## Preparing Data

By: Alex Comerford (alexanderjcomerford@gmail.com)

In this notebook we will be preparing and organizing data for our machine learning model. This model is based off of neural networks, specifically using the Generative Adversarial Network architecture. The data we will be providing to this network will be image based data extracted from a video.
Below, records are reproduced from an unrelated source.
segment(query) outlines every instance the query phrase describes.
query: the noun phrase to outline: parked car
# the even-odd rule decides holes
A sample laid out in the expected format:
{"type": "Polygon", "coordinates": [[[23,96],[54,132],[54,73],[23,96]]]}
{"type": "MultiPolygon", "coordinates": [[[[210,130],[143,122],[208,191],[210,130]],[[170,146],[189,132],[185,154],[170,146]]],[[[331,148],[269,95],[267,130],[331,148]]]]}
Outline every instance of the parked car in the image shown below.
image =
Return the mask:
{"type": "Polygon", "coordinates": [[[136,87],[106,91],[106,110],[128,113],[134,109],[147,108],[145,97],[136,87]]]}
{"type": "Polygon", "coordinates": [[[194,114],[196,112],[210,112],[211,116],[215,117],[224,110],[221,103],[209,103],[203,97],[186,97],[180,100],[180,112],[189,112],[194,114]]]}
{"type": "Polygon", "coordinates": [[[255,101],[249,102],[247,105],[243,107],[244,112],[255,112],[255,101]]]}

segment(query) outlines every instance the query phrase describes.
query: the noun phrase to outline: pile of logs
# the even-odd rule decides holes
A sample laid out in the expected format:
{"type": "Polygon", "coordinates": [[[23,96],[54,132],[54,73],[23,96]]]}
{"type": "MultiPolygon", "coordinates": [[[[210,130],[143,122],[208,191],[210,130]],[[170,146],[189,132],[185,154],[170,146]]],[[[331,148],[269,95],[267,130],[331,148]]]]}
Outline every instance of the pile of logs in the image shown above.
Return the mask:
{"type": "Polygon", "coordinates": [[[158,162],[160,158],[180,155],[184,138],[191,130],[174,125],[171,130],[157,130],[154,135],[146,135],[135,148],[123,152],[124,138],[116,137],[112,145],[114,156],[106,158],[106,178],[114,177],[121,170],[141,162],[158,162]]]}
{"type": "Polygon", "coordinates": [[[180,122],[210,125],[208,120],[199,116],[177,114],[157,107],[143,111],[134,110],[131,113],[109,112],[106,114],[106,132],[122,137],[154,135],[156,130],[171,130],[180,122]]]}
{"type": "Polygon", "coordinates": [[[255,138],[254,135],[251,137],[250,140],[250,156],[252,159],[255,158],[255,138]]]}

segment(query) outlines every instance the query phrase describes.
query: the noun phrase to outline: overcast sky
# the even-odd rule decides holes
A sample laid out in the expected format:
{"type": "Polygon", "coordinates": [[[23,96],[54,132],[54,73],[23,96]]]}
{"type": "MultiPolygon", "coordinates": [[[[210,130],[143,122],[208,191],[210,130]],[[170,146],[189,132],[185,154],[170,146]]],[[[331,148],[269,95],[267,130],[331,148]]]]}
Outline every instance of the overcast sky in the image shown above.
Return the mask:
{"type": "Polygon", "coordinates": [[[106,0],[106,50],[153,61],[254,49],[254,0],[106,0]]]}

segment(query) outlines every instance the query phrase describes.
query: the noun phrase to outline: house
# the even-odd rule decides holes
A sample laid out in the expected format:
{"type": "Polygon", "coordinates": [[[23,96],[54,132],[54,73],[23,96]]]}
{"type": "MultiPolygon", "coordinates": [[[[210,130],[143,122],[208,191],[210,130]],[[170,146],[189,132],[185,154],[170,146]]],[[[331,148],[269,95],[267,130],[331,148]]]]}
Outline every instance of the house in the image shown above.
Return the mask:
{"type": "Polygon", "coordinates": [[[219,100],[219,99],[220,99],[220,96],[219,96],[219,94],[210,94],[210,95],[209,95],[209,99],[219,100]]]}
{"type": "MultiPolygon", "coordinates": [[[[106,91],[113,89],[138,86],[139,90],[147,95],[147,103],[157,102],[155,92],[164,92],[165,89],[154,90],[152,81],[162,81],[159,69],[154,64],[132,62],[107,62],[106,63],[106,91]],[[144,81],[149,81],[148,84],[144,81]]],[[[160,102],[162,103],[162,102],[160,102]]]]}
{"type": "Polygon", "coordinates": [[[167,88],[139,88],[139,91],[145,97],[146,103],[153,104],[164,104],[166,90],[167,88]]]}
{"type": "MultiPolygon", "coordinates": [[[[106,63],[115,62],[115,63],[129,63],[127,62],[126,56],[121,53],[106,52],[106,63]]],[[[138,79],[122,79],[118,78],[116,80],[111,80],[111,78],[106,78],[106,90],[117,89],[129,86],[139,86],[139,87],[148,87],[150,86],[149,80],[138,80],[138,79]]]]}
Our input format is `webm` and our desired output format is `png`.

#### Environment setup

First we will install some high level dependencies for our data extraction process. In this case we will be using the `ffmpeg` library to extract images from our `webm` input format.

## Import dependencies

Now that we have our environment setup we will be importing all the dependencies we will need to extract images from our videos

In [1]:
import os
import dlib
import ffmpeg
import shutil
import PIL.Image
import IPython.display
import numpy as np
import cv2

## Paramaters

In this notebook we will be defining the high level parameters to be used throughout the rest of the notebook. In this case we only need to define 3. The input webm file, the output save path, and the number of images to produce.

In [2]:
FILE                     = "./data/raw/2018-12-02-215035.webm"
ORIGINAL_SAVE_PATH       = "./data/original_images/"
LANDMARK_SAVE_PATH       = "./data/landmark_images/"
FACE_LANDMARK_SHAPE_FILE = "./models/shape_predictor_68_face_landmarks.dat"
MAX_NUM_IMAGES           = 5000
DOWNSAMPLE_RATIO         = 2
input_filetype           = ".jpg"

## About the input file

In this next cell we will get some high level informatino about our input video including the number of total frames in the video, location, and size

In [3]:
## Use ffmpeg to get the number of frames
def get_num_frames(input_file):
    frames = !ffmpeg -i {FILE} -map 0:v:0 -c copy -f null -y /dev/null 2>&1 | grep -Eo 'frame= *[0-9]+ *' | grep -Eo '[0-9]+' | tail -1
    frames = int(frames[0])
    return frames

## Extract informatino about input file
probe = ffmpeg.probe(FILE)
video = ffmpeg.input(FILE)
video_info = next(s for s in probe['streams'] if s['codec_type'] == 'video')
width = int(video_info['width'])
height = int(video_info['height'])
num_frames = get_num_frames(FILE)

print ("File Location = ", FILE)
print ("File Size     = ", os.path.getsize(FILE))
print ("Num Frames    = ", num_frames)
print ("Width         = ", width)
print ("Height        = ", height)

File Location =  ./data/raw/2018-12-02-215035.webm
File Size     =  53890813
Num Frames    =  11743
Width         =  640
Height        =  480


In [4]:
def get_n_frame(video_input, n):
    '''get_n_frame
    
    Given an ffmpeg video input source, return the
    nth frame as a numpy array
    '''

    out, _ = (
        video_input.filter('select', 'gte(n,{})'.format(n))
        .output('pipe:', format='rawvideo', pix_fmt='rgb24', vframes=1)
        .run(capture_stdout=True, capture_stderr=True)
    )
    extracted_frame = np.frombuffer(out, np.uint8).reshape([height, width, 3])
    return extracted_frame

def save_n_frame(video_input, save_path, n):
    '''save_n_frame
    
    Given an ffmpeg video input source save, the nth
    frame as a jpg
    '''
    video_input.filter('select', 'gte(n,{})'.format(n))\
               .output(os.path.join(save_path,'%d.jpg'%n), 
                       vframes=1, 
                       format='image2', 
                       vcodec='mjpeg')\
               .overwrite_output()\
               .run()

In [5]:
def extract_landmarks(input_frame):
    def reshape_for_polyline(array):
        return np.array(array, np.int32).reshape((-1, 1, 2))
    
    frame_resize = cv2.resize(input_frame, None, fx=1 / DOWNSAMPLE_RATIO, fy=1 / DOWNSAMPLE_RATIO)
    gray = cv2.cvtColor(frame_resize, cv2.COLOR_BGR2GRAY)
    faces = detector(gray, 1)
    black_image = np.zeros(input_frame.shape, np.uint8)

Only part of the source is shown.